If you still don’t know the answer, you’ll have to fall back on methods that are less reliable.

If the start-of-DOS-code-image value calculated from the outer EXE header is 80 or 96, then it’s a good guess that extra=true. If it is 112 or higher, then extra=false.

If the start-of-DOS-code-image is less than 80, then this is apparently a kind of hacked file that I’m not familiar with. Guessing that extra=false might be the best option, but who knows? Another option is to trust the “info bits” field, i.e., the 0x10 bit from the byte at offset 29 from the beginning of the file.

Putting it together

You now have what you need to decompress the main part of the file, find the compressed relocation table, decompress that, find the footer, and read that.
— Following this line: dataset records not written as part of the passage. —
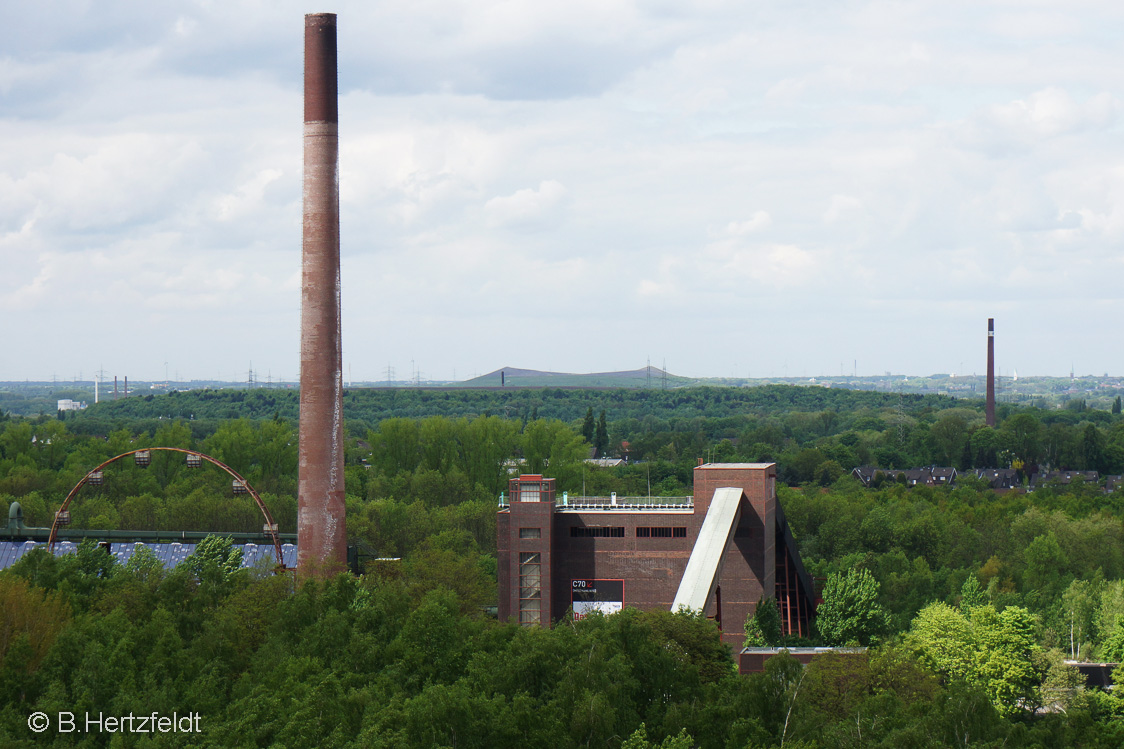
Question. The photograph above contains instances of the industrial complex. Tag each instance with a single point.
(719, 551)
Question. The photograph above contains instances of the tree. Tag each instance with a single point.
(971, 594)
(994, 650)
(851, 613)
(587, 425)
(950, 433)
(601, 436)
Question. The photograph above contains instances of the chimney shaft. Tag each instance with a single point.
(989, 414)
(322, 538)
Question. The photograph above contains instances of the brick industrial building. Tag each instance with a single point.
(719, 550)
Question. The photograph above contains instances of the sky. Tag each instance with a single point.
(727, 189)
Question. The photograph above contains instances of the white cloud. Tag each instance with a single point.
(700, 165)
(529, 207)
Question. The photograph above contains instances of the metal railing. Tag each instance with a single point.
(565, 502)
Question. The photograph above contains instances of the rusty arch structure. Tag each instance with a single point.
(270, 528)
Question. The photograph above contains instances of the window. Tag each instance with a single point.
(597, 532)
(643, 532)
(531, 588)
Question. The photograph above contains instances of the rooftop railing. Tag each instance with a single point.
(613, 502)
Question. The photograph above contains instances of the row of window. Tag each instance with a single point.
(531, 588)
(618, 532)
(656, 532)
(610, 532)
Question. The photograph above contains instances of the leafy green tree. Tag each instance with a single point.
(971, 594)
(601, 436)
(851, 613)
(638, 740)
(996, 651)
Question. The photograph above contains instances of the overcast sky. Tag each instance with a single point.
(731, 188)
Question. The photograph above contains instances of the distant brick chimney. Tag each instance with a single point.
(322, 537)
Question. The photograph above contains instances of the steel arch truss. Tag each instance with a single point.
(271, 528)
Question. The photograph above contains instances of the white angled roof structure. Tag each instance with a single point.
(705, 563)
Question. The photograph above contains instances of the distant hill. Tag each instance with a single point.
(513, 377)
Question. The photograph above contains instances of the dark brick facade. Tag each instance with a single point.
(603, 543)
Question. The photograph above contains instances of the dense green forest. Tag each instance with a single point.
(970, 598)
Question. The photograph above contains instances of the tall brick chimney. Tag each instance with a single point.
(989, 417)
(322, 535)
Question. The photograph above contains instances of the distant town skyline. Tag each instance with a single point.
(719, 189)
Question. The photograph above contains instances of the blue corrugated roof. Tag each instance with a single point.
(171, 555)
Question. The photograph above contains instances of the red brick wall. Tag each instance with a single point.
(651, 567)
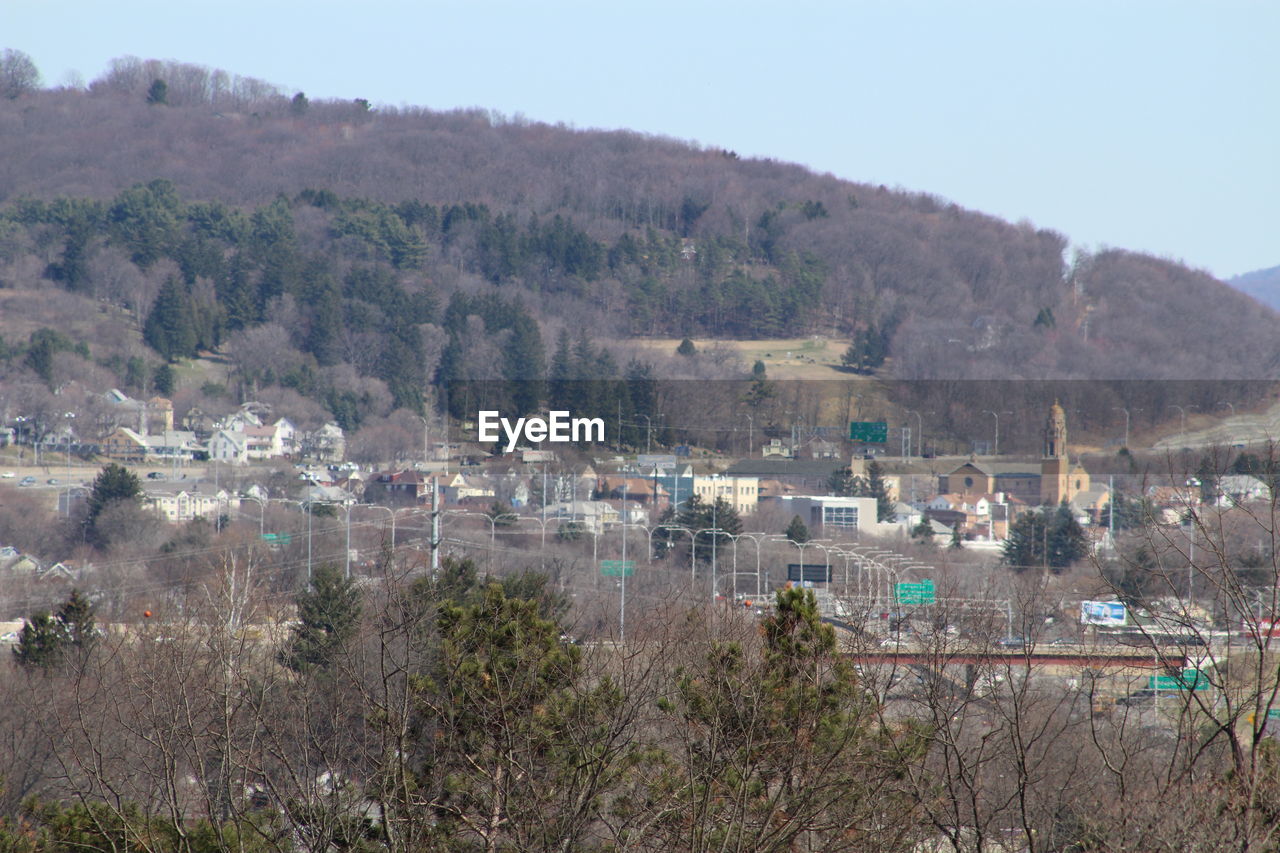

After that, it’s time to write out the decompressed file. If the compressed file contains a copy of the original header, that makes it easier. But deciding if this copy is trustworthy is a nontrivial problem. I suggest verifying that all the fields in the footer are identical to the corresponding fields in the copy. You could also verify that the size of the relocation table matches what you decompressed, that the decompressed code image size matches what the copy implies.

Write the headers

If you have a valid copy-of-original-EXE-header:

Determine the size of the copy by peeking inside it to read the start-of-relocation-table field. Subtract 2, to account for the missing “MZ” signature. Make sure the size is valid before you do anything with it — it must be at least 26, and not so large that it overlaps the code image segment of the outer EXE file.

Also validate that the decompressed relocation table won’t overlap the decompressed code image segment.

  • Write an “MZ” signature.
  • Copy the copy-of-original-EXE-header to the new file.
  • Write the decompressed relocation table.
  • Write enough padding bytes (can be zero valued) to get to the start-of-DOS-code-image position indicated by the copy.

If you don’t have a valid copy-of-original-EXE-header:

Decide where you’re going to put the new relocation table. Generally, it should be at offset 28.

Decide where you’re going to put the new code image segment. It can go at any position after the relocation table that is a multiple of 16 bytes. You can use the lowest such position. Another non-silly option is to round up to the next multiple of 512 bytes, as was often done in the DOS era (though I don’t know if there’s a good reason for this).

At this point, I’m going to assume knowledge of the format of the standard 28-byte DOS EXE header. Search the internet if you need something to refer to.

The “checksum” or “checknum” field (offset 18) and the “overlay index” field (offset 26) can be set to 0.

Considering the fields supplied by the footer, you can now calculate the value of all the fields in the new 28-byte DOS header, except for min-memory-needed (offset 10) and max-memory-requested (offset 12). Reconstructing these fields as accurately as possible is, I think, a very difficult problem, and I don’t have the answer to it. No two PKLITE decompressors seem to do it quite the same. However, getting these fields just right is not particularly important, especially in the year 2022. You can get something that’s probably good enough just by copying them from the outer EXE header of the PKLITE-compressed file.

  • Write the newly constructed 28-byte header.
  • Write the decompressed relocation table. (Write padding first, if you chose an offset larger than 28.)
  • Write enough padding bytes to get to the start-of-DOS-code-image position you selected.

Write the rest of the file

  • Write the decompressed code segment.
  • If there’s anything in the “overlay” segment, copy it unchanged to the new file.

This completes the decompression process.